As a democratic society, these are the questions that every Israeli should be asking themselves and their representatives before they run headlong into clamoring for a ground offensive in Gaza: What are the goals of this operation? Is there a way these goals can be met through air power? At the end of the day, will we as a people, be able to honestly say “The cost was high, but the goals were accomplished and the results were worth the price paid.”?

If the answer to that final question is yes, then we must be prepared to act with determination, even at great cost.

To take human life, that of your own soldiers, your own blood, and weigh it on a scale to determine a course of action is the most agonizing calculation that any Israeli commander at any level will ever make. It is, however, necessary for the survival of our people in this land, and it is a reality that we must come to terms with.

Not only commanders, but also those who serve and even their parents are making this same calculation when they enlist or send their sons and daughters to serve. Every year hundreds of brave young men and women “take their turn” in defending our nation and take upon themselves to “…dedicate all of my strengths, and even to sacrifice my life, in defense of the homeland and the freedom of Israel”. This is the duty and obligation of a soldier. It’s what they do.

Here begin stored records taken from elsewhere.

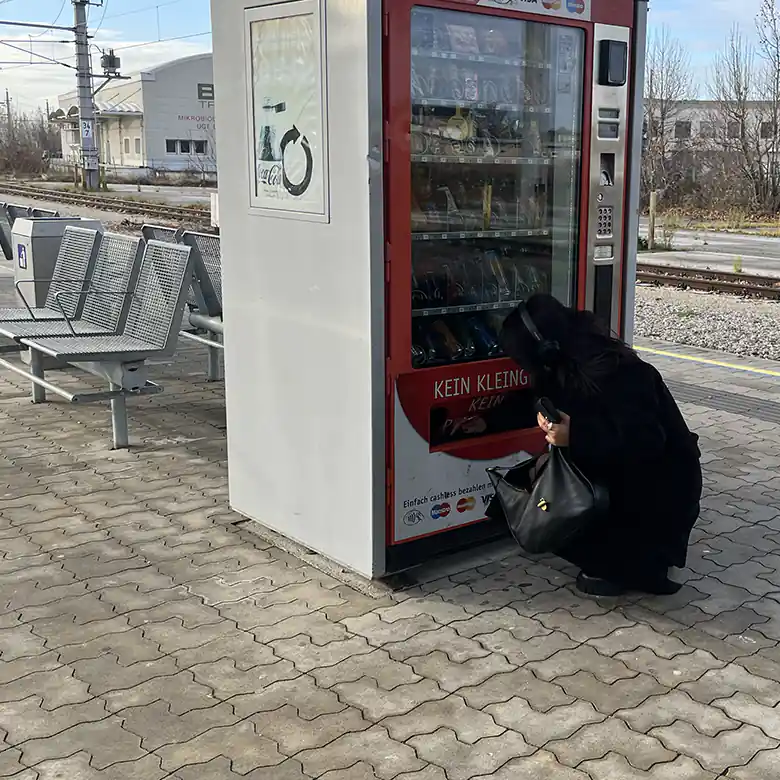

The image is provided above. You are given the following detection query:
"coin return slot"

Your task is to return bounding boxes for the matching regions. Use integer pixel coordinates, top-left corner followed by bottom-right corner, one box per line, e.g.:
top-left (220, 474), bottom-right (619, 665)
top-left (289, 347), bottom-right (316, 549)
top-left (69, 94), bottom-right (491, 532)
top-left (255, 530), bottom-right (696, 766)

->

War is a horrible, ugly and very necessary thing. When I served in the US Air Force, my first day in weapons school was met with a series of questions. Why are you here? What is the purpose of your service? What is your job? After a few minutes of listening to all the flowery patriotic answers, the instructor interrupted with the simplest and most accurate answer that could be given. “Your job” he said, “Is to kill people and break things”. This is the cold, ugly truth of war. Killing those who would destroy us and breaking things that would be used to destroy us are the very reason we have an army and every generation must take its turn.

During operation Defensive Shield in 2002, I attended the funeral of a soldier killed in Jenin. I held my composure until I arrived home and saw my son. I held him and wept because even though he was just a little boy, I knew that his “turn” would come all too soon.

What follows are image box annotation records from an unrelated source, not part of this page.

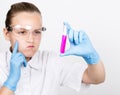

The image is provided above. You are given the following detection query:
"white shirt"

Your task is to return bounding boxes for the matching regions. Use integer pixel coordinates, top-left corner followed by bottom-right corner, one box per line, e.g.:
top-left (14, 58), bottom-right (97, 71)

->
top-left (0, 51), bottom-right (87, 95)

Five months ago, I gave my only son to my only country. Today, he is a designated marksman in a combat intelligence unit. Teams from these units operate on the border with (and even inside) Gaza, Lebanon, Syria, Egypt and other areas every single day of the year. In a few short months, he will take his place alongside them. It’s his turn.

My son, Noam

My son, Noam

Fighting and winning a war takes perseverance on the part of the entire nation. When our boys were murdered last month, we were warned against hasty actions with the phrase “Act from the head, not from the gut”. So too, now that we all pray for the safety of our sodliers, we must act from the head and not from the gut, not from the heart.

Our enemies rely on the belief that we don’t have the stomach for casualties, that we cannot push forward while Jewish mothers are crying. If we are to bring quiet to our home, we must show them otherwise. If we have the will, heaven will supply the strength.